Il ne faut pas surinterpréter les effets des engouements autour des grandes compétitions mais l’aventure du Maroc laissera des traces. Collectives et individuelles.
Le supportérisme des équipes nationales lors d’une Coupe du monde révèle-t-il des choses sur les pays participants?
Disons que l’engagement du public, du plus haut sommet de l’Etat jusqu’au citoyen lambda, dépasse largement les questions strictement sportives. Lors d’une Coupe du monde, on parle carrément d’existence d’une nation dans le concert international, de revanche éventuelle sur une histoire, de rapports de force internationaux. D’autre part, ces compétitions sportives font l’objet de véritables récits, médiatiques et plus ordinaires, donc multiples. Et autour de ces récits, un certain nombre d’interprétations se construisent, des imaginaires et des grands schémas de représentation se constituent. En Belgique, vous savez combien les bons résultats des Diables Rouges peuvent être interprétés comme un moment d’union nationale dans un pays profondément divisé. Un tas de discours viennent donc se greffer autour de la compétition sportive et débordent évidemment du cadre footballistique.
Pourquoi davantage dans le football que les autres sports?
D’abord parce que son hégémonie est quasiment complète sur la planète. Il sort des cercles aristocratiques qui sont les siens vers la fin du XIXe siècle pour intéresser la bourgeoisie industrielle, puis les milieux ouvriers, puis des groupes religieux, catholiques en particulier, puis des partis politiques. A la différence d’autres sports, comme le tennis, le foot a été approprié puis popularisé par des groupes sociaux extrêmement diversifiés. Les médias, d’abord la presse écrite, puis la radio, ensuite la télévision, ont aussi joué un rôle majeur dans la construction de la valeur accordée à ce sport. Les investissements émotionnels sont proportionnels à cette valeur sociale. Le football pénètre dans la vie des gens en profondeur, d’où ces réactions qui peuvent paraître parfois surprenantes ou déplacées. Ensuite, il y a sa complexité technique: il repose sur la maîtrise d’une balle avec la partie du corps la moins faite pour ça, à savoir le pied.

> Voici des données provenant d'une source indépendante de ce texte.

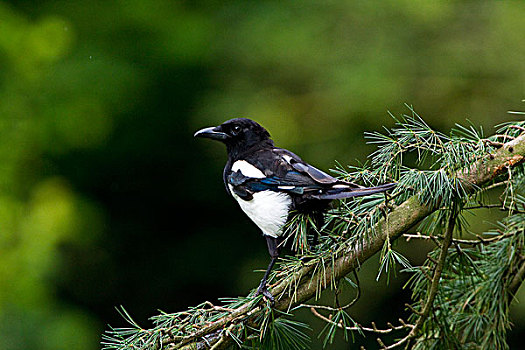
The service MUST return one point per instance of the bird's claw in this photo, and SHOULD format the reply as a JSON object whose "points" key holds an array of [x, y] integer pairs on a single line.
{"points": [[263, 290]]}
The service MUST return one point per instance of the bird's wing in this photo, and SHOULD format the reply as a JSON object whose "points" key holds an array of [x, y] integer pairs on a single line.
{"points": [[280, 170]]}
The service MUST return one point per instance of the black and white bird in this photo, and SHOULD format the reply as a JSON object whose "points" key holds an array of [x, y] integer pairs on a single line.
{"points": [[269, 182]]}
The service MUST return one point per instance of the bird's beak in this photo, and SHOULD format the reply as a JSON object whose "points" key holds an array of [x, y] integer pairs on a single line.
{"points": [[212, 133]]}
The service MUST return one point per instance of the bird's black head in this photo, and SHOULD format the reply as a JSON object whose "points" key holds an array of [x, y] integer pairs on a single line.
{"points": [[239, 135]]}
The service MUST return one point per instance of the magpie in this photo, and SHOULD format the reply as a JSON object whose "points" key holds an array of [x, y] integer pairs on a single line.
{"points": [[269, 183]]}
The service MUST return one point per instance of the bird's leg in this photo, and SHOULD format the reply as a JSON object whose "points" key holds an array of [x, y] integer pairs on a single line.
{"points": [[273, 249]]}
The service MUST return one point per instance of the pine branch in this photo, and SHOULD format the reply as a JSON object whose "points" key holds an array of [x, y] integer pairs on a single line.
{"points": [[399, 220]]}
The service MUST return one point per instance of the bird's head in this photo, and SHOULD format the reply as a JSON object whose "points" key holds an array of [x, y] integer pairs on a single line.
{"points": [[239, 135]]}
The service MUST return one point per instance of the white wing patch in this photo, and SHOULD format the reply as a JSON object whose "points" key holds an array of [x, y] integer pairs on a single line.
{"points": [[267, 209], [247, 169]]}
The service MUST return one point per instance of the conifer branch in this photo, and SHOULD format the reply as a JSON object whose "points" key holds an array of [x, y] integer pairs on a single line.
{"points": [[399, 220]]}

L’ anthropologue Christian Bromberger a montré qu’il y avait là quelque chose contre nature, qui faisait du football le royaume de l’erreur: mauvais contrôles, passes ratées, tirs à côté… Enfin, lors d’une rencontre, ce sport ménage quelque chose de fondamental qui peut expliquer aussi l’engagement du public: l’incertitude. Ce que les économistes appellent «l’équilibre compétitif». Lors d’un match à élimination directe, le petit peut renverser le gros.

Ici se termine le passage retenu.